Conservative but complete surgical resection, either partial laryngectomy or carbon dioxide laser resection, is the treatment of choice for well-differentiated laryngeal neuroendocrine carcinomas, and neck dissection is not indicated for a clinically negative neck.[15] Owing to the rarity of these tumors, data on survival and prognosis are scarce and based on case reports and metaanalyses. The majority of patients with well-differentiated neuroendocrine carcinomas seem to present with local disease with rare evidence of nodal metastases at the time of diagnosis (83.3% with stage I); these patients have a 5-year overall survival as high as 81.7%.[9,15] However, metastases to liver, bone, lymph nodes, and skin eventually develop in approximately 30% to 33% of cases, and at least two deaths have been reported.[13,15,16] Therefore, due to the well-documented metastatic potential of these tumors, they should not be regarded as indolent.[17]

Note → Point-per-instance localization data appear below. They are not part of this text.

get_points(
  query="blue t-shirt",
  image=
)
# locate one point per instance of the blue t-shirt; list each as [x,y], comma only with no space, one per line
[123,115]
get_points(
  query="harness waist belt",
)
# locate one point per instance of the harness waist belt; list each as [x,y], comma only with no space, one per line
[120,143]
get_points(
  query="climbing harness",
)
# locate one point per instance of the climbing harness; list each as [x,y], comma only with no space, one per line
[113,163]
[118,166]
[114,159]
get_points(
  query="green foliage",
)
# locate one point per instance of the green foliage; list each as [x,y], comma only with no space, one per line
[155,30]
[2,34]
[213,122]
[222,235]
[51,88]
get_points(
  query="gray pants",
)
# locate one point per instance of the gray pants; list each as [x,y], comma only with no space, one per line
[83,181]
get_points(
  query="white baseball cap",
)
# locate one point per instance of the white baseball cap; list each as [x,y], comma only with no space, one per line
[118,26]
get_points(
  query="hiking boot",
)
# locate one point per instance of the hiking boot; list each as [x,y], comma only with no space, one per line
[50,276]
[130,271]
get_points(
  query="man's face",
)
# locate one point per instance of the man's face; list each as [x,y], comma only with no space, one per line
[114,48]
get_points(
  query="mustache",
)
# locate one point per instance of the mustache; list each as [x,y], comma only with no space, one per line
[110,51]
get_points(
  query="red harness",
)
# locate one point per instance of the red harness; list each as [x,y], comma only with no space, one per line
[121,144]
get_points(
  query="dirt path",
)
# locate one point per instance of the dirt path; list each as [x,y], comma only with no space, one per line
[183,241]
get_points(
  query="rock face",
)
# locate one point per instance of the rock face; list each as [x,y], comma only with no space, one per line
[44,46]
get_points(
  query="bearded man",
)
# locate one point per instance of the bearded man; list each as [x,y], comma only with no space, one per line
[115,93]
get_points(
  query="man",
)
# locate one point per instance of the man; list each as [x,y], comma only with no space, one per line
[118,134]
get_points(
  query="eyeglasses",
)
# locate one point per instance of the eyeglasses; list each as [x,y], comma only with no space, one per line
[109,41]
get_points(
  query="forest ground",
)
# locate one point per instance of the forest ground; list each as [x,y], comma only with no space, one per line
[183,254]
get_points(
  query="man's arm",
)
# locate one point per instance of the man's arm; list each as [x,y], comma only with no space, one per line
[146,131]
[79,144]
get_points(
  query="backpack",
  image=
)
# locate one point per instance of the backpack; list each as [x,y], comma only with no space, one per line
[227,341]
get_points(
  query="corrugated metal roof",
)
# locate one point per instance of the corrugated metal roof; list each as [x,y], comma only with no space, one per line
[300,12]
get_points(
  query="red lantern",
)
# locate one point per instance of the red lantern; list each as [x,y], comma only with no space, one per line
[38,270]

Besides making the difference between well- and moderately differentiated neuroendocrine carcinoma based on mitotic rate and necrosis, the main differential diagnosis of well-differentiated neuroendocrine carcinoma is laryngeal paraganglioma. Similar to well-differentiated neuroendocrine carcinoma, the latter presents as a submucosal mass of the supraglottic larynx, presumably originating from the superior laryngeal paraganglia.[12] The histologic appearance is similar to paragangliomas arising in other sites. The absence of immunoreactivity for epithelial markers and identification of S100-protein–positive sustentacular cells are not features of well-differentiated neuroendocrine carcinomas but are typically seen in laryngeal paragangliomas.[14,18] Rare examples of cytokeratin-positive paragangliomas have been reported; however, the staining pattern is neither as diffuse nor strong as in well-differentiated neuroendocrine carcinomas.[19] More recently, GATA3, which is absent in neuroendocrine carcinomas, has emerged as a reliable marker for paragangliomas.[20]